Questions: Reference Determination: How Words Hook onto the World
5 questions to test your understanding
Score: 0 / 5
Question 1 Multiple Choice
According to the causal-historical theory of reference, if it turns out that a man named Schmidt actually proved the incompleteness theorems and Gödel merely stole the proof, then our uses of 'Gödel' refer to:
ASchmidt, because 'Gödel' picks out whoever actually proved the incompleteness theorems
BNo one, because the name's descriptive content fails to fit any real person
CGödel, because reference tracks the causal chain back to the original naming, not descriptive fit
DBoth men equally, since the reference is ambiguous
On the causal-historical theory (Kripke), reference is fixed by a causal chain tracing back to the original dubbing event, not by whatever descriptions speakers associate with the name. Most people associate 'Gödel' with 'proved the incompleteness theorems' — but if that description fits Schmidt, not Gödel, the causal theory says we're still talking about Gödel. The name hooks onto the man who was originally called 'Gödel,' regardless of whether our beliefs about him are correct. This is exactly the kind of case that shows why the description theory fails: it would wrongly predict we're talking about Schmidt.

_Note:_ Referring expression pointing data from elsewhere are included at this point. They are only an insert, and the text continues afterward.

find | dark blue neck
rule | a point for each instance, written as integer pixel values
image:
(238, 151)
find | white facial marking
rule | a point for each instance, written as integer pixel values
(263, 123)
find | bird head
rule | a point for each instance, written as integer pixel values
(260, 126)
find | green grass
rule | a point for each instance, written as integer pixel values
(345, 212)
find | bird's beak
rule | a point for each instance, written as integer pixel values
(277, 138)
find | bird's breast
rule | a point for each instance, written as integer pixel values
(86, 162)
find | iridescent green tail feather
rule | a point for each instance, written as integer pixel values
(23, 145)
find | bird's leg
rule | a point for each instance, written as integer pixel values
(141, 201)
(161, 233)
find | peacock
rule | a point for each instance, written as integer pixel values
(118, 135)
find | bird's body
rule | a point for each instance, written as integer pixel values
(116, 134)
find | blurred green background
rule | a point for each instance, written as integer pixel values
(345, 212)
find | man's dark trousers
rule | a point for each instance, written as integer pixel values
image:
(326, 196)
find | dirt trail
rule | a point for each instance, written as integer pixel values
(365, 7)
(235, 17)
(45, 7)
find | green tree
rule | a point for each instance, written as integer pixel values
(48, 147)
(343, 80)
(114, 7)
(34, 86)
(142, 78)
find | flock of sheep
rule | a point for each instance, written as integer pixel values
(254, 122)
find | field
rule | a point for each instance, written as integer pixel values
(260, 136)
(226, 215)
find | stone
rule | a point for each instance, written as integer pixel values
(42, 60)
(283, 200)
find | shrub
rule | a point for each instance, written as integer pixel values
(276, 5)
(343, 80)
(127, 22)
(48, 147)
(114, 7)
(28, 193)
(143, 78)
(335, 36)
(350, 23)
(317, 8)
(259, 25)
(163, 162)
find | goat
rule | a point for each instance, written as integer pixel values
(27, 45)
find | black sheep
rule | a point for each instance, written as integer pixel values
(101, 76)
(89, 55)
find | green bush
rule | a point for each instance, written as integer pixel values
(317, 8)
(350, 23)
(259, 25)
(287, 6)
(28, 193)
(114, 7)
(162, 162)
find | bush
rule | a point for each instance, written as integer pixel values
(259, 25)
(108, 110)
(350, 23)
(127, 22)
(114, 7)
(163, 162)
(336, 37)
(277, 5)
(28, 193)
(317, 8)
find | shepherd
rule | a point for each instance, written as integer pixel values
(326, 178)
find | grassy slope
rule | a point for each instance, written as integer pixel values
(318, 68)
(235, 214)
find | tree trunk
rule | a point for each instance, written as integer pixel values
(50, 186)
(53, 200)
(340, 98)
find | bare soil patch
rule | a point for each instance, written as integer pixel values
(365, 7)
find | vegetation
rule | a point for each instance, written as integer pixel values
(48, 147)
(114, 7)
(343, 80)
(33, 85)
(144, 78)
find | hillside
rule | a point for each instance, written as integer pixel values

Question 2 Multiple Choice
Putnam's semantic externalism argues that what 'water' refers to is determined by:
AThe descriptions and beliefs speakers associate with the word 'water'
BSocial conventions established by linguistic communities over time
CThe real nature of the stuff in the environment, even when speakers don't know its chemical structure
DThe intentions of the original speaker who introduced the term
Putnam's externalism holds that 'water' refers to H₂O even among speakers who had no idea water was H₂O. Reference is partly determined by the environment — by what is actually there — not solely by internal mental content. Before chemistry, people used 'water' to refer to H₂O without knowing it. The reference was already fixed by the nature of the substance in the world. This is why Putnam says 'meanings ain't in the head': what a word picks out can depend on facts outside the speaker's mind.
Question 3 True / False
On the description theory of reference, if everyone who uses the name 'Aristotle' associates it only with 'the teacher of Alexander,' then it is necessarily true that Aristotle taught Alexander.
TTrue
FFalse
Answer: True
True — and this is precisely Kripke's devastating objection to the description theory. If 'Aristotle' just *means* 'the teacher of Alexander,' then by definition, Aristotle taught Alexander — it's analytically true, hence necessarily true. But intuitively, Aristotle *might* never have met Alexander; it's a contingent historical fact. The description theory generates a false necessity by conflating the reference-fixing description with the meaning of the name. This shows that names cannot simply mean their associated descriptions.
Question 4 True / False
Semantic externalism implies that two speakers with identical internal mental states could mean different things by the same word.
TTrue
FFalse
Answer: True
True, and this is Putnam's 'Twin Earth' thought experiment. Imagine a planet exactly like Earth where the substance that fills rivers, falls as rain, and is called 'water' has a different chemical structure (XYZ instead of H₂O). A person on Twin Earth and their mental duplicate on Earth have identical internal states, but their uses of 'water' refer to different substances — H₂O vs. XYZ. This shows that reference is determined at least partly by the environment, not solely by what is in the speaker's head. Meaning is not purely internal.
Question 5 Short Answer
Why does the causal-historical theory say reference is stable even when speakers hold false beliefs about the referent?
Think about your answer, then reveal below.
Model answer: Because on the causal-historical theory, what determines reference is the chain of communication tracing back to an original naming event, not the accuracy of speakers' subsequent descriptions. Each speaker inherits their use from prior speakers, who inherited it from others, all the way back to whoever first introduced the name for the object. Even if beliefs associated with the name are wrong, the referential chain remains anchored to the original object.
This is the deepest advantage of the causal-historical view over description theories. Reference doesn't require descriptive knowledge of the referent — it requires only participation in a communicative tradition that links back to an original grounding. This explains how ordinary people can refer to 'gold' or 'Aristotle' even if their beliefs about gold's chemistry or Aristotle's biography are largely mistaken. The chain does the referential work; speakers need not know the exact nature of what they're talking about.